(ansa.it) BRESCIA - Quella scaturita dai mutui subprime Usa "non è una crisi ma sono turbamenti" dei mercati finanziari internazionali, secondo il governatore della Banca d'Italia Mario Draghi e l'Italia subisce danni minori rispetto alle vicissitudini degli anni '80 e '90 grazie allo "'scudo dell'euro". Per crescere stabilmente il nostro paese deve tuttavia risolvere il problema del Sud Italia che rappresenta "un freno". Draghi interviene per la prima volta in maniera esplicita sulle turbolenze dei mercati finanziari e spiega così che si tratta di momenti difficili ma di non voler utilizzare la parola "crisi".
A confortare il governatore anche i dati che arrivano dai bilanci semestrali diffusi dalle banche in questi giorni che mostrano esposizioni, dirette e indirette, nel settore molto limitate. Danni, come ha spiegato il presidente del consiglio di sorveglianza di Intesa Sanpaolo Giovanni Bazoli possono giungere "dall'onda lunga" che arriva sul sistema economico. L'occasione per fare il punto sulla situazione è stata fornita dal convegno organizzato dall'università di Brescia in memoria dell'economista Riccardo Faini, scomparso di recente, che con Draghi ha condiviso esperienze professionali e umane ricoprendo incarichi presso l'Fmi e la Banca Mondiale.
L'aula magna della facoltà di economia si riempie di accademici e ricercatori amici del professore tra cui un emozionato Francesco Giavazzi, Tito Boeri e i principali esponenti dell'esteso panorama bancario bresciano a partire dal presidente del consiglio di sorveglianza di Intesa Sanpaolo Giovanni Bazoli, dei vertici di Ubi Banca Emilio Zanetti e Gino Trombi e dal presidente dell'Abi Corrado Faissola. Anche il presidente della Repubblica Giorgio Napolitano manda un messaggio.
A questi Draghi cita le riflessioni e le tesi di Faini tra cui quella dei vantaggi dell'adesione alla moneta unica: "pensate cosa sarebbe successo - spiega il governatore - se non ci fosse stato l'euro di fronte agli attuali turbamenti, non la chiamerei crisi, dei mercati finanziari internazionali". Così come l'economista Draghi ritiene che "l'adozione dell'euro non abbia giocato alcun ruolo nei difetti di crescita, produttività e competitività dell'economia italiana. Al contrario effetti positivi sono scaturiti dalla minore variabilità del cambio e, possiamo aggiungere soprattutto oggi, dallo scudo offerto dall'euro nei confronti delle turbolenze finanziarie sui mercati internazionali".

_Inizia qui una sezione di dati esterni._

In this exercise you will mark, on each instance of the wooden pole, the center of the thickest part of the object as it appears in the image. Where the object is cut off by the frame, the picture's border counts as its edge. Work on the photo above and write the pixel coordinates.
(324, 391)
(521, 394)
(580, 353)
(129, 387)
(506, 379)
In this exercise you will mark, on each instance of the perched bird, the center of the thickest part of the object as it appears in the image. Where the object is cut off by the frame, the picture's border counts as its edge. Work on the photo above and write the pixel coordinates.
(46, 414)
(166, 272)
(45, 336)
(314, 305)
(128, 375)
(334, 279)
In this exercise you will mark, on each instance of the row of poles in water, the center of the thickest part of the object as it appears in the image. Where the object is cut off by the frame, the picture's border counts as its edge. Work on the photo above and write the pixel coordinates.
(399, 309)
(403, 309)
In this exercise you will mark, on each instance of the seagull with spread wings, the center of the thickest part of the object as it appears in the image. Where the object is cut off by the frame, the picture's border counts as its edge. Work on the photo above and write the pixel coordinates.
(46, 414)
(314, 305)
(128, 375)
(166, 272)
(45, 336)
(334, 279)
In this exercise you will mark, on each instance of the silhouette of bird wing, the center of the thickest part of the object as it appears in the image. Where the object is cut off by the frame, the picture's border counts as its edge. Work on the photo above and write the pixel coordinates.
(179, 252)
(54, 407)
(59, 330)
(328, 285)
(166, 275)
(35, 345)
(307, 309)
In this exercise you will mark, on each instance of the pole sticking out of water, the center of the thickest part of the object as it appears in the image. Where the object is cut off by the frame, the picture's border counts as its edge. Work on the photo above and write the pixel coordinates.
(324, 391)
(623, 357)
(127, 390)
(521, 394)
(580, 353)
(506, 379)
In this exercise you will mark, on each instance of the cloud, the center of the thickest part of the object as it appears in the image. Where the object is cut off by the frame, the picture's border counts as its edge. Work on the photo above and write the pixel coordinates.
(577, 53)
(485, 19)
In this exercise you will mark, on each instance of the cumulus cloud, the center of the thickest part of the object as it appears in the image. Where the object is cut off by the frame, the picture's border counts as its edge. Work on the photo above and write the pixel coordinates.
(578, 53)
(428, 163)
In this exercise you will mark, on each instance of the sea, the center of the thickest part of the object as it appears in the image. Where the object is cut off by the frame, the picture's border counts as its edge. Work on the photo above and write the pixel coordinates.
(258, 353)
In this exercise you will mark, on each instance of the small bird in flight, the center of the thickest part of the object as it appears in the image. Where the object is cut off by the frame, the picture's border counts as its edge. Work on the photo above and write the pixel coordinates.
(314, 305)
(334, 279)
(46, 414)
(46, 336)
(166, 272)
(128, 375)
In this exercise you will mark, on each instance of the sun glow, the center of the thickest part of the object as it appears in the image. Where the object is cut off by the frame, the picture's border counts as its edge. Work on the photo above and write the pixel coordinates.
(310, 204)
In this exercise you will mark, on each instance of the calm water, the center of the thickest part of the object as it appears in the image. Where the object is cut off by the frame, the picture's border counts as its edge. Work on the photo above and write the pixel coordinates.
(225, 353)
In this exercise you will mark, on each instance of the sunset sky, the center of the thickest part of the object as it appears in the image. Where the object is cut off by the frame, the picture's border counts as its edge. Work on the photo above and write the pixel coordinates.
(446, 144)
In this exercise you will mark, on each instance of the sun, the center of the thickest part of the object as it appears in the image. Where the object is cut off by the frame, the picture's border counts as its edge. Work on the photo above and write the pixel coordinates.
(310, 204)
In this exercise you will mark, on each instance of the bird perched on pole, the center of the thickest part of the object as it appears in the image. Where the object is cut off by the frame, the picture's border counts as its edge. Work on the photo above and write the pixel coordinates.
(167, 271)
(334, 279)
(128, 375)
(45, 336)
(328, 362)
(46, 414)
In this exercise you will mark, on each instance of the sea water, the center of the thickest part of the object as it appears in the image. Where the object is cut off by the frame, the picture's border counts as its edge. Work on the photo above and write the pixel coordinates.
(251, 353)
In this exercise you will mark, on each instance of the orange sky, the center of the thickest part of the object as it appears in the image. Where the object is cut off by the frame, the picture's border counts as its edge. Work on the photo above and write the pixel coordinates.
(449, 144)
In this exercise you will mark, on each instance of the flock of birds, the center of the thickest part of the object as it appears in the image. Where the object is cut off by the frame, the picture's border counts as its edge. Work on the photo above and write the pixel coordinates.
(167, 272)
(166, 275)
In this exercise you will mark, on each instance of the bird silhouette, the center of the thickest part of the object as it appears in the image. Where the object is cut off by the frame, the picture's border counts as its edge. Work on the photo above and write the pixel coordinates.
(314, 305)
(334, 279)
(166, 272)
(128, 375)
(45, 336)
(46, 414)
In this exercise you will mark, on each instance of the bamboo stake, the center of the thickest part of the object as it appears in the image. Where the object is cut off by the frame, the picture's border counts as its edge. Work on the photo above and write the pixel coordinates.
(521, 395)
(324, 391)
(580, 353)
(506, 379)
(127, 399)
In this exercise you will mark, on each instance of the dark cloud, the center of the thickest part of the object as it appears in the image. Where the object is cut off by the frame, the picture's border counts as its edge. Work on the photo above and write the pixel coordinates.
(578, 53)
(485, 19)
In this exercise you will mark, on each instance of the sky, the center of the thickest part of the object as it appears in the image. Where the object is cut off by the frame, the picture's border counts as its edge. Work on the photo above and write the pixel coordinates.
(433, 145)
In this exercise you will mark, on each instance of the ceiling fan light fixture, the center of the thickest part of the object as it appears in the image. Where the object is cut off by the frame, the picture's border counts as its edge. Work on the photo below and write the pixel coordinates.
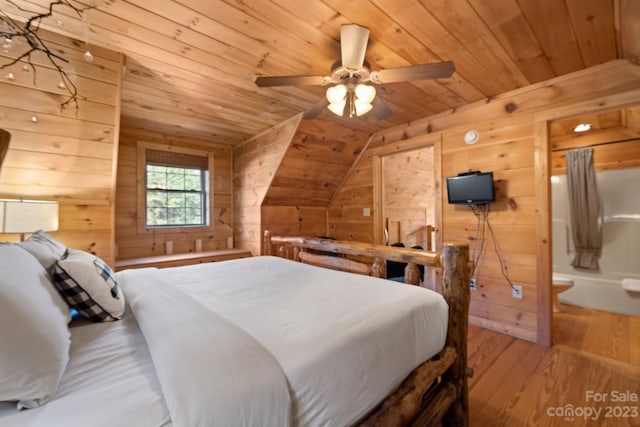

Ma il governatore, traendo spunto dai lavori di Faini sul Mezzogiorno e sulle politiche del lavoro, affronta due altri grandi temi: il decollo del Sud Italia e l'istruzione. Due temi necessari per dare all'Italia quella "crescita di lungo periodo soddisfacente essenziale per l'economia italiana", "non solo per gli ovvi riflessi sulla occupazione e sui redditi ma anche per ridurre la rilevanza economica del debito pubblico e quindi per accrescere la stabilità finanziaria". A frenare l'Italia su questo cammino è così innanzitutto il divario del Sud con il Centro Nord che "frena anche il resto del Paese".
Per Draghi al Mezzogiorno "é più ampio il divario fra risorse disponibili, soprattutto umane, e risultati conseguiti; è più elevato il potenziale di crescita. L'esistenza di un'area così estesa e popolata con un reddito pro-capite pari a meno del 60% di quello del Centro Nord frena anche il resto del paese, ne acuisce i problemi non solo economici". Infine l'istruzione, "leva di primaria importanza per aumentare il potenziale di crescita" dell'economia italiana cui deve peraltro corrispondere una domanda di manodopera qualificata da parte delle imprese con l'instaurazione di un circolo vizioso. Un processo che, riconosce Draghi "sta cambiando" e guarda caso le imprese che assumono lavoratori più istruiti sono quelle con risultati migliori.